The tortoise and the hare is an appropriate parable for both this series and the Billy Slater-Brad Fittler coaching rivalry. For two years, Slater has been deliberate and methodical in his approach – in planning and preparation, team selection and interchange rotation, and how to deal with game plans and players who missed being picked. All contingencies have been prepared for. There has been nothing sexy about Slater’s approach but Queensland have just gone into every game confident they were ready and would not be let down by those off the field.
Fittler, by contrast, has opted for an increasingly dangerous combination of risk-taking and stubbornness throughout this series. His approach has at times been kamikaze in nature, featuring a resounding self-belief in the face of common sense and popular opinion that has led to moves few others could understand.
It was slow and steady against a desire for quick fixes and a devotion to impulse. And it led to Slater winning four of five games against Fittler.
For the first time in the last six years, Queensland were not only favoured but heavily so in the 2023 series. But the burden of expectation did not weigh them down, nor did any pressure applied by New South Wales. Slater has re-instilled the resilience that Queensland have made famous – an ability to absorb pressure and then take opportunities when they arrive. Seven linebreaks and six tries in Brisbane, despite being well beaten in the possession stakes, is testament to the Maroons’ patience and ruthlessness.
Luck, of course, plays its part in all sporting contests and it was the Maroons who got the rub of the green in Brisbane. Queensland’s first try was questionable at best with potentially two knock-ons in the play while their second appeared to come off a forward pass. The early injury to Tom Trbojevic sent any plans the Blues had completely off the rails. The better team won, but in truth it was the better prepared team that won.
Damien Cook played 78 minutes of a game which New South Wales needed to win. The Blues had 55% of possession yet scored just a single try and conceded 32 points to a Maroons team that had just a 45% share. New South Wales had more tackle breaks, post-contact metres and passes yet were never in the game.
If that doesn’t sum up the Fittler era, then it at least gives a suitable eulogy for his final years. In the opening game when Trbojevic went down late with an injury, he opted for Nicho Hynes, despite having numerous more suitable options to play centre among a string of edge backrowers. Hynes conceded the defining try playing out of position.

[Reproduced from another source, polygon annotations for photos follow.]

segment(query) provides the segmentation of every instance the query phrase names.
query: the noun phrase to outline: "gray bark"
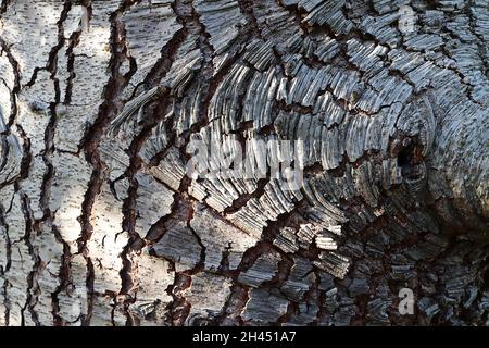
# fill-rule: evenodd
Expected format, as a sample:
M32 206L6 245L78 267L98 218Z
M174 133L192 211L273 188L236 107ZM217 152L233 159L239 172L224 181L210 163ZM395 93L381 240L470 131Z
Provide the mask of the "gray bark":
M0 13L0 326L489 323L486 0ZM303 186L186 175L228 136Z

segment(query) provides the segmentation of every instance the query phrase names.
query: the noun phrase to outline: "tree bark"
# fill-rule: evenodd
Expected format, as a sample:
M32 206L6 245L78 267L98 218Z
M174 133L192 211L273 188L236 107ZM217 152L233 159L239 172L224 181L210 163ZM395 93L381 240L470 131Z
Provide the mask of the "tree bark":
M486 0L0 13L1 326L489 323Z

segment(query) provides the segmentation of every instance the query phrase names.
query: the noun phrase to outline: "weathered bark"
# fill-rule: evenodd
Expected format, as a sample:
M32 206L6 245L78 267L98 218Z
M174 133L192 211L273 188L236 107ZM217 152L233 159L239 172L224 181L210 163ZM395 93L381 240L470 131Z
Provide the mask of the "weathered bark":
M488 323L486 0L0 13L0 325ZM303 187L188 177L226 135Z

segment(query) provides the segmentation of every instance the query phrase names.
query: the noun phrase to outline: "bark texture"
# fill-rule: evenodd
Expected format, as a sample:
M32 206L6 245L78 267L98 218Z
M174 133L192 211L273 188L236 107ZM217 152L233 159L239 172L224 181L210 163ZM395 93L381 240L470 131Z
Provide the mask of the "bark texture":
M0 3L0 325L489 323L487 0Z

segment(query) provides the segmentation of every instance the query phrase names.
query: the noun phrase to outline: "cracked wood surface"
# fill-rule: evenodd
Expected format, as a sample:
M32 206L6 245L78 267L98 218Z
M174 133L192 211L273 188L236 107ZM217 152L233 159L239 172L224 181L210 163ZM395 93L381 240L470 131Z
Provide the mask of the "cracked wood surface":
M489 324L488 54L486 0L1 0L0 325ZM303 187L186 176L229 136Z

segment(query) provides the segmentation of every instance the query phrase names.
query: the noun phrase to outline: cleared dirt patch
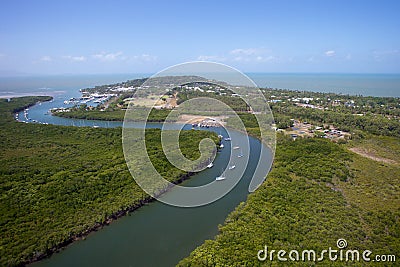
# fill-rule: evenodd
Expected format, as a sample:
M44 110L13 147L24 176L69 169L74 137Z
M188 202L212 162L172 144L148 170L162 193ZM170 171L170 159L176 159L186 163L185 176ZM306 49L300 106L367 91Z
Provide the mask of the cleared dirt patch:
M374 154L374 152L362 148L362 147L352 147L349 148L350 151L357 153L360 156L375 160L375 161L379 161L379 162L384 162L384 163L389 163L389 164L397 164L396 161L392 160L392 159L387 159L387 158L382 158L382 157L378 157Z

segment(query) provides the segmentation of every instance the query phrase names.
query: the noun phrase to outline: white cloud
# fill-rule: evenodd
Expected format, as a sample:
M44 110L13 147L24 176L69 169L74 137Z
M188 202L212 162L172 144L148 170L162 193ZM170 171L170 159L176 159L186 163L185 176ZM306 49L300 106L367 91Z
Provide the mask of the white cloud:
M278 62L279 58L271 55L265 48L237 48L229 52L233 61L242 62Z
M156 61L157 57L156 56L152 56L149 54L142 54L139 56L133 56L134 60L139 60L139 61L145 61L145 62L152 62L152 61Z
M95 59L101 60L101 61L114 61L117 59L124 60L125 57L123 57L122 55L123 55L122 52L116 52L116 53L101 52L101 53L92 55L92 57Z
M52 61L53 59L52 59L50 56L43 56L43 57L41 57L39 60L40 60L40 61L43 61L43 62L50 62L50 61Z
M73 62L82 62L86 60L84 56L63 56L63 58L68 59Z
M325 55L327 57L333 57L333 56L335 56L335 54L336 54L336 52L334 50L325 51Z
M261 48L237 48L231 50L229 53L232 55L241 55L241 56L256 56L263 54L265 51Z

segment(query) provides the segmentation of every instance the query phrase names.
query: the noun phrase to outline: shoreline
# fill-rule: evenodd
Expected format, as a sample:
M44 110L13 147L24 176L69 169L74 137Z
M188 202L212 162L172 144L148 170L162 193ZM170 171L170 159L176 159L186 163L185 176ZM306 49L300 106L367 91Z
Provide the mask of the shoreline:
M206 162L204 164L206 164ZM183 174L181 177L179 177L177 180L175 180L175 181L173 181L171 183L173 185L179 185L179 184L183 183L184 181L190 179L190 177L193 176L194 174L196 174L196 173L188 172L186 174ZM161 189L160 193L157 194L157 197L162 195L162 194L164 194L164 193L166 193L166 192L168 192L172 188L173 188L173 186L167 187L165 189ZM39 256L35 256L34 258L31 258L29 260L23 261L23 262L19 263L17 266L29 266L29 265L31 265L31 264L33 264L35 262L39 262L41 260L48 259L53 254L61 252L62 250L66 249L68 246L72 245L73 243L75 243L77 241L80 241L80 240L85 240L86 237L89 236L90 234L103 229L104 227L110 225L114 221L116 221L116 220L118 220L118 219L120 219L122 217L125 217L127 215L130 215L131 212L134 212L137 209L145 206L146 204L150 204L150 203L152 203L152 202L154 202L156 200L157 200L156 198L153 198L151 196L147 196L144 199L140 200L138 203L136 203L136 204L134 204L134 205L132 205L132 206L130 206L128 208L125 208L125 209L122 209L122 210L114 212L113 214L111 214L103 222L95 223L89 229L87 229L87 230L85 230L85 231L83 231L81 233L72 235L67 240L59 243L58 245L53 246L52 248L47 249L46 252L44 252L43 254L41 254Z
M49 101L51 101L51 100L49 100ZM31 105L26 106L24 108L30 108L37 104L38 104L38 102L32 103ZM70 127L76 127L76 126L70 126ZM213 153L216 153L216 151L214 150ZM207 165L207 162L208 161L203 162L202 165ZM181 184L182 182L190 179L190 177L193 176L194 174L196 174L196 173L187 172L185 174L182 174L180 177L177 177L176 180L171 182L173 184L172 186L160 189L157 196L160 196L160 195L168 192L170 189L172 189L174 187L174 185ZM134 212L135 210L145 206L146 204L150 204L151 202L156 201L156 200L157 200L156 198L153 198L153 197L147 195L145 198L139 200L137 203L133 203L131 206L129 206L125 209L115 211L110 216L108 216L104 221L102 221L100 223L99 222L95 223L89 229L68 237L66 240L60 242L59 244L46 249L46 251L44 251L43 253L41 253L37 256L34 256L33 258L30 258L28 260L20 262L17 266L29 266L35 262L39 262L41 260L48 259L53 254L58 253L58 252L62 251L63 249L66 249L69 245L72 245L74 242L77 242L80 240L85 240L86 237L89 236L91 233L94 233L94 232L97 232L97 231L103 229L104 227L110 225L112 222L114 222L124 216L130 215L131 212Z

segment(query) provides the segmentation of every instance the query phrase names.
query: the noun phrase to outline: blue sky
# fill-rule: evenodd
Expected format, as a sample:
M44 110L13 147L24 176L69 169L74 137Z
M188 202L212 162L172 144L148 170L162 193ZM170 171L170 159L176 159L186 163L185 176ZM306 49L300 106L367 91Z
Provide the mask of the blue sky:
M399 3L4 0L0 75L149 73L193 60L400 73Z

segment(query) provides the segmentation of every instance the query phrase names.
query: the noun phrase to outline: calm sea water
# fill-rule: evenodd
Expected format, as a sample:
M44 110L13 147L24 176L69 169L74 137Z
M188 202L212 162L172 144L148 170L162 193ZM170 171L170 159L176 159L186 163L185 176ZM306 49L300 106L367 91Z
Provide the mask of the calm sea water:
M364 96L400 97L400 74L246 73L259 87ZM151 74L0 77L0 97L79 96L79 89L149 77Z

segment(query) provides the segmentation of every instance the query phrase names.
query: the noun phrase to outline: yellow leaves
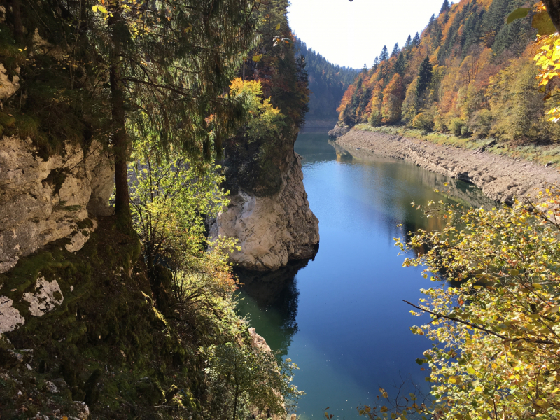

Rather than admit his mistake when Trbojevic went down again on Wednesday, Fittler doubled down by choosing arguably the least suitable person from his bench to play the all-important left centre. Cook turns 32 on Friday. He stands 1.78m tall, which is short for a centre. He has spent most of his career playing hooker. Yet Fittler plumped for him ahead of playing a backrower like Hudson Young, Liam Martin or Cameron Murray.
Cook, typically, tried so hard but he was found out time and time again. Poor positional work contributed to the first try. He spilled an attempted bomb that led to the final try. In between were poor tap-ons and defensive reads. None of this was Cook’s fault – he was set up to fail.
Realistically, Fittler has little chance of being named New South Wales coach next year, and the NSWRL will now seriously consider his suitability to both select and lead the team into the dead rubber in Sydney. Defeat, of course, is always around the corner in Origin, but on what was a night of great celebration for Queensland, New South Wales have found themselves at the start of a great reckoning.